Protéger les Canadiens

La première raison invoquée pour justifier l’implication canadienne, ce sont les « menacettes » de l’ÉI exhortant ses sympathisants à commettre des attentats terroristes au pays.

Contrairement Al-Qaida (qui promeut le terrorisme international), l’ÉI n’est une menace que pour les pays voisins.

L’ÉI ne possède pas de camps d’entrainement destinés à former des terrorismes qui commettraient des attentats à l’étranger.

Ce qui ne veut pas dire que ses directives ne puissent pas être suivies par des sympathisants canadiens. Mais ces derniers ne sont que des amateurs, et non des professionnels comme ceux formés par Al-Qaida.

Dans les faits, les bombardements canadiens font beaucoup plus de victimes civiles que parmi les rangs des milices de l’ÉI. À défaut de troupes au front, personne n’est vraiment certain de la nature des cibles choisies.

Les veufs, veuves, et orphelins qui survivent à nos bombardements sont du pauvre monde qui n’a aucun moyen de venger leurs morts.

Mais les images qu’ils transmettent par les médias sociaux bouleversent les jeunes qui les voient et rendent la population canadienne plus sujette à des attentats amateurs par ceux qui choisiront la violence pour protester contre la mort et la désolation que répand le Canada.

Donc les bombardements canadiens augmentent la probabilité que des attentats terroristes soient commis au pays et non l’inverse.

Protéger la population civile du Moyen-Orient

Au-delà de l’antipathie que suscite l’ÉI en raison de ses méthodes barbares, on doit réaliser que cette barbarie est partagée par certains de nos « alliés », notamment l’Arabie saoudite.

Elle aussi décapite (78 personnes en 2013 et 87 en 2014), flagelle à mort et tue à qui mieux mieux les citoyens qui apparaissent comme une menace aux yeux des tyrans du pays.

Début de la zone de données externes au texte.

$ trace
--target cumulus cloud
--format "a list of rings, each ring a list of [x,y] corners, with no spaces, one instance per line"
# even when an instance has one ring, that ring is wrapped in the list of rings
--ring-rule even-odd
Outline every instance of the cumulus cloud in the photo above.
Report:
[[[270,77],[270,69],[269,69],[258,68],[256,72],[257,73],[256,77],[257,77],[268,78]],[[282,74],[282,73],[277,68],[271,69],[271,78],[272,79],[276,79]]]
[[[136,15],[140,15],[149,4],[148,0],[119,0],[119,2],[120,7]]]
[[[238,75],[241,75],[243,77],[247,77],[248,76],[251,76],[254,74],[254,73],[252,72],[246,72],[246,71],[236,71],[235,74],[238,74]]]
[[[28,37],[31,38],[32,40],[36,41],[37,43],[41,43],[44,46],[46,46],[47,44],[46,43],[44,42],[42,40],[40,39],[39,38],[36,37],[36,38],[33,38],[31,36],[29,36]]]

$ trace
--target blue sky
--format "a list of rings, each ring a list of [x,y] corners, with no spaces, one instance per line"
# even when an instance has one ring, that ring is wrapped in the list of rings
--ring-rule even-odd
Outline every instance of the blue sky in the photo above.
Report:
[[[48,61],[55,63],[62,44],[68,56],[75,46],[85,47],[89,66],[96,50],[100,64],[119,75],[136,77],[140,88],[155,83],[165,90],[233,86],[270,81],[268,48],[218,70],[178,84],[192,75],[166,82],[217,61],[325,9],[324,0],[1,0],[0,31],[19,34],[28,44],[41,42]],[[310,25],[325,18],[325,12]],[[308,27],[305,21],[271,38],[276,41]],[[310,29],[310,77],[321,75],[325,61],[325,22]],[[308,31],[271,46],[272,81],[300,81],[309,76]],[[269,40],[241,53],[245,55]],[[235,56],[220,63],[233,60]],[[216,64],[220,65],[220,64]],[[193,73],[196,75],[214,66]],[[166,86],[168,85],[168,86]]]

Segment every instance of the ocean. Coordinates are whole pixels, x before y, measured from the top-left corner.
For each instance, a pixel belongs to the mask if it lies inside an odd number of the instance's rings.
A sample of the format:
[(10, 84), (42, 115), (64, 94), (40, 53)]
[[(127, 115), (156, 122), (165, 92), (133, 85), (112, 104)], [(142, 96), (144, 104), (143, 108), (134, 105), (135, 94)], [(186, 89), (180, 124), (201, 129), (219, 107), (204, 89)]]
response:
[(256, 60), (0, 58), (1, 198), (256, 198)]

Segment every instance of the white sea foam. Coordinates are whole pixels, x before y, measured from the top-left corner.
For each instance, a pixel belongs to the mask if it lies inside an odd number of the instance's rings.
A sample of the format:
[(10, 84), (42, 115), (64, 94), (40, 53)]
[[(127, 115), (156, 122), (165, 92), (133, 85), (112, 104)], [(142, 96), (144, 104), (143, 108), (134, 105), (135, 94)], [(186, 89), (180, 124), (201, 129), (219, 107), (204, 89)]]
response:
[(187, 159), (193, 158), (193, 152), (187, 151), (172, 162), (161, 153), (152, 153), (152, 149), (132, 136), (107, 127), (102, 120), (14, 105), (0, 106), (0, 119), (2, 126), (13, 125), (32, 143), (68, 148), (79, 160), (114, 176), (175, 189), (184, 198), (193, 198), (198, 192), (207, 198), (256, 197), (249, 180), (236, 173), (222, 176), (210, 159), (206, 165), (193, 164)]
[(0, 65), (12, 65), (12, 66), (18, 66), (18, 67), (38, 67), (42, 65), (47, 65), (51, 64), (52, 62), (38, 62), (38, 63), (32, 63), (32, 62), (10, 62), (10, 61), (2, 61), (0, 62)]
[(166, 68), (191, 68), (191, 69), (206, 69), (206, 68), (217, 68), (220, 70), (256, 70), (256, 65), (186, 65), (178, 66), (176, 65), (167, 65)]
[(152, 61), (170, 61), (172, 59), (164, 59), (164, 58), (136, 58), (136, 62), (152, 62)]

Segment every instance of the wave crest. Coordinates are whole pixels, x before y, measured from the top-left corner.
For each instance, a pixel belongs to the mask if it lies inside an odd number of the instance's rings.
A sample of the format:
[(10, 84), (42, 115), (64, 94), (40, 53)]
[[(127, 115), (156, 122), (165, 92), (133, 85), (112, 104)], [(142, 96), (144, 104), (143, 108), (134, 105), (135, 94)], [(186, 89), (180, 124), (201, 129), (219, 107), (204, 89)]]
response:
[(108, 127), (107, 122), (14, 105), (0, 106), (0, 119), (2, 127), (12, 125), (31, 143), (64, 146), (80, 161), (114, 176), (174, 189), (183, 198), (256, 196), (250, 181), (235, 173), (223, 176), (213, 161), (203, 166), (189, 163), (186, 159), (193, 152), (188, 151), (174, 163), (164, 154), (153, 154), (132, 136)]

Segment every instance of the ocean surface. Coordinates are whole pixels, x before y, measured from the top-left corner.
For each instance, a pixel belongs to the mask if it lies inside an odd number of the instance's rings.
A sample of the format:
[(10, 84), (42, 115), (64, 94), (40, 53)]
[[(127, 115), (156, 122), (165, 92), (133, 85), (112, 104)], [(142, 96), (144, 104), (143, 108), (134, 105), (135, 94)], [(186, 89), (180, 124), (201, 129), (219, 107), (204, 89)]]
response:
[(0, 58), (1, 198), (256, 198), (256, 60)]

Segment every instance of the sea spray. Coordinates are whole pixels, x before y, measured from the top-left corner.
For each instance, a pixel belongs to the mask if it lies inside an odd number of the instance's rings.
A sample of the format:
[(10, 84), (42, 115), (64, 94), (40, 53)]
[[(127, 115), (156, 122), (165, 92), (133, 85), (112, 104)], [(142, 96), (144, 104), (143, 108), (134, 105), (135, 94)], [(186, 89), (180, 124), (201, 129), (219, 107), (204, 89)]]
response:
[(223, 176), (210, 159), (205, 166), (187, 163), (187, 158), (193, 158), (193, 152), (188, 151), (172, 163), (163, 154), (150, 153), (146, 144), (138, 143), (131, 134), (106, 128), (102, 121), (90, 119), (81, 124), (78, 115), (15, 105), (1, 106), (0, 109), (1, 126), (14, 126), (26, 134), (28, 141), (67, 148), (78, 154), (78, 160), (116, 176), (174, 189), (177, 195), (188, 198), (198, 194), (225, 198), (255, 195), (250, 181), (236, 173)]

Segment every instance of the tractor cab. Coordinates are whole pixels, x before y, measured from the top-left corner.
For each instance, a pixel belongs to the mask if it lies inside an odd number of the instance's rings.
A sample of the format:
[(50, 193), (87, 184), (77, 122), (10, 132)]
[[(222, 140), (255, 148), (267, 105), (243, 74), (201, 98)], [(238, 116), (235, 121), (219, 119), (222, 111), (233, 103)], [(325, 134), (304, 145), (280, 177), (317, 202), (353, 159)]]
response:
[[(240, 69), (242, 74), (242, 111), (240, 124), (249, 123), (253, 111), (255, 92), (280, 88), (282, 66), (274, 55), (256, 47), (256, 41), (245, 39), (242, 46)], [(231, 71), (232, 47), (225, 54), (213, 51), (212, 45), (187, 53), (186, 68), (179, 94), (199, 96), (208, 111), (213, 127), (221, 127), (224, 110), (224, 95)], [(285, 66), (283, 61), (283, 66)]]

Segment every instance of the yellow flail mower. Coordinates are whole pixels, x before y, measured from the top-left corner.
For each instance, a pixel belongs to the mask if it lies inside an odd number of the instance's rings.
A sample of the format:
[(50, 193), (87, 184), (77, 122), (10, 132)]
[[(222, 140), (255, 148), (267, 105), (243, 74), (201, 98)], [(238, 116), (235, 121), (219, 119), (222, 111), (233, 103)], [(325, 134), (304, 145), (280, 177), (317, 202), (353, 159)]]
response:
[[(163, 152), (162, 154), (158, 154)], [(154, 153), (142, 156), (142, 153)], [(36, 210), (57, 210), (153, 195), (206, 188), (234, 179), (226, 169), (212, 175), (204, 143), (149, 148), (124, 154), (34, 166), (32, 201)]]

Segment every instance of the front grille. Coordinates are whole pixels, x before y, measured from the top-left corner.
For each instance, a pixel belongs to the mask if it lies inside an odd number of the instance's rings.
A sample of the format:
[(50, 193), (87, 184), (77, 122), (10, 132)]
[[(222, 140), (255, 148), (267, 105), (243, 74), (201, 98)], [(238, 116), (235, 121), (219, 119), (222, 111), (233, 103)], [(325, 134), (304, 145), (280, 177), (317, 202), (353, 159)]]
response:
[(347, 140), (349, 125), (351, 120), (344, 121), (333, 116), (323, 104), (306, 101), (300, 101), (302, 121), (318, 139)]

Le cas de Raïf Badawi est éloquent à ce sujet.

D’autre part, puisque les bombardements canadiens font plus de victimes parmi la population civile que militaire, il est paradoxal de justifier ces bombardements par des motifs humanitaires.

Ceux-ci feraient beaucoup plus mal à l’ÉI s’ils coupaient les routes qui permettent à des milliers de camions-citernes d’acheminer le pétrole de l’ÉI vers la Turquie.

Mais en faisant cela, le Canada susciterait la colère de ce pays, officiellement membre de la coalition anti-ÉI et officieusement principal financier du califat en lui achetant son pétrole à prix d’ami.

Dans le fond, la Turquie joue ce double jeu auquel s’adonnaient les Américains eux-mêmes dans les premières années de la Deuxième Guerre mondiale et au cours de la guerre Iran-Irak.

Les bombardements canadiens ne réussiront pas plus à éradiquer l’ÉI que les bombardements américains ont éradiqué le Vietcong durant la guerre au Vietnam.

Pour détruire l’ÉI, il faut que les pays voisins — qui sont les seuls directement menacés par lui — se prennent en main.

Ce que les Canadiens doivent réaliser, c’est qu’un pays qui n’est pas prêt à payer le prix de la Démocratie de son propre sang, ne la mérite pas.

En 1939-1945, le Canada aidait des pays amis à combattre le nazisme. Au Moyen-Orient, notre pays combat à la place des pays concernés.

En effet, que font les armées de terre des pays voisins ? Contrairement aux Kurdes, ils regardent le train canadien passer. Tout au plus, les pétromonarchies financent-elles paresseusement des miliciens étrangers qui luttent en Syrie selon leurs intérêts.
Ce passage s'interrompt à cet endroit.